Let’s put everything together into one script. The input files are
available in /blue/general_workshop/share/all_in_one/
and the
script is available as /blue/general_workshop/share/scripts/slurm_pipeline.sh
.
$ cd /blue/general_workshop/<username>
$ mkdir pipeline
$ cd pipeline
$ cp -r ../../share/phylogeny/* ./
$ cp ../../share/scripts/slurm_pipeline.sh ./
$ cp ../../share/scripts/blast2fasta.sh ./
$ ls
avrBs2.fas GEV1054.fasta GEV909.fasta GEV968.fasta Xeu.fasta
blast2fasta.sh GEV1063.fasta GEV915.fasta GEV993.fasta Xg.fasta
GEV1001.fasta GEV839.fasta GEV917.fasta slurm_pipeline.sh Xp.fasta
GEV1026.fasta GEV893.fasta GEV936.fasta TB15.fasta
GEV1044.fasta GEV904.fasta GEV940.fasta Xc.fasta
$ tail -n23 slurm_pipeline.sh
# Load programs
module load ncbi_blast
module load mafft
module load raxml
# Loop over each genome
for genome in `ls *.fasta | sed 's/.fasta//g'`
do
# Make database
makeblastdb -in "$genome.fasta" -dbtype nucl -out "$genome"

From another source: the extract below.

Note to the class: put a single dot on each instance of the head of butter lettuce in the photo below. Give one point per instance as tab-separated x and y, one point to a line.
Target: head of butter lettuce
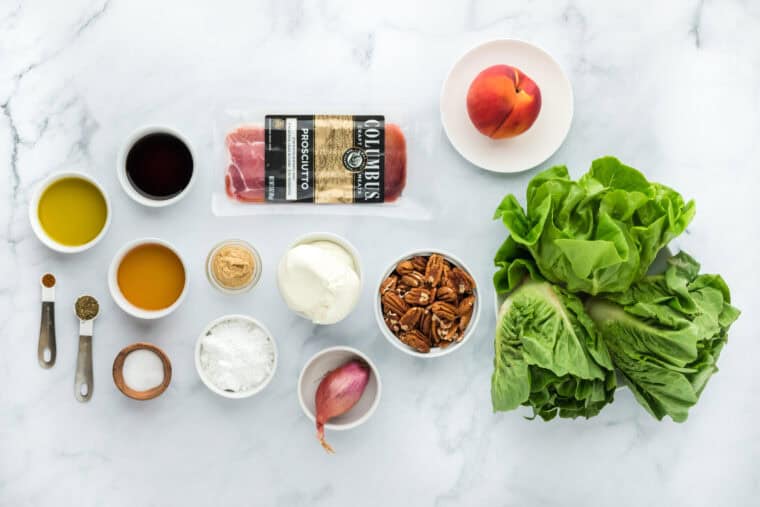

# Run blastn on that database
blastn -query avrBs2.fas -db "$genome" -out $genome"_avrBs2.out" -outfmt 5 -evalue 0.001
done
# Combine all outputs and parse into multiFASTA file
cat *_avrBs2.out | sh blast2fasta.sh > avrBs2_all_genomes.fas
# Align sequences with MAAFT
mafft avrBs2_all_genomes.fas > avrBs2_all_genomes_aligned.fas
# Make tree with RAxML
raxmlHPC -d -p 12345 -m GTRGAMMAI -s avrBs2_all_genomes_aligned.fas -n avrBs2_tree
After editing the email address in nano
, you are ready to submit the submission script.
$ sbatch slurm_pipeline.sh
Visualize tree
Once the job finishes, you can transfer all the outputs to your personal computer. Then, you can visualize the ‘RAxML_bestTree.avrBs2_tree’ using Figtree software. Setup page has instructions on how to install Figtree.
Key Points
Don’t forget to check parameters of the software. Can be viewed using ‘-h’ followed by the software name.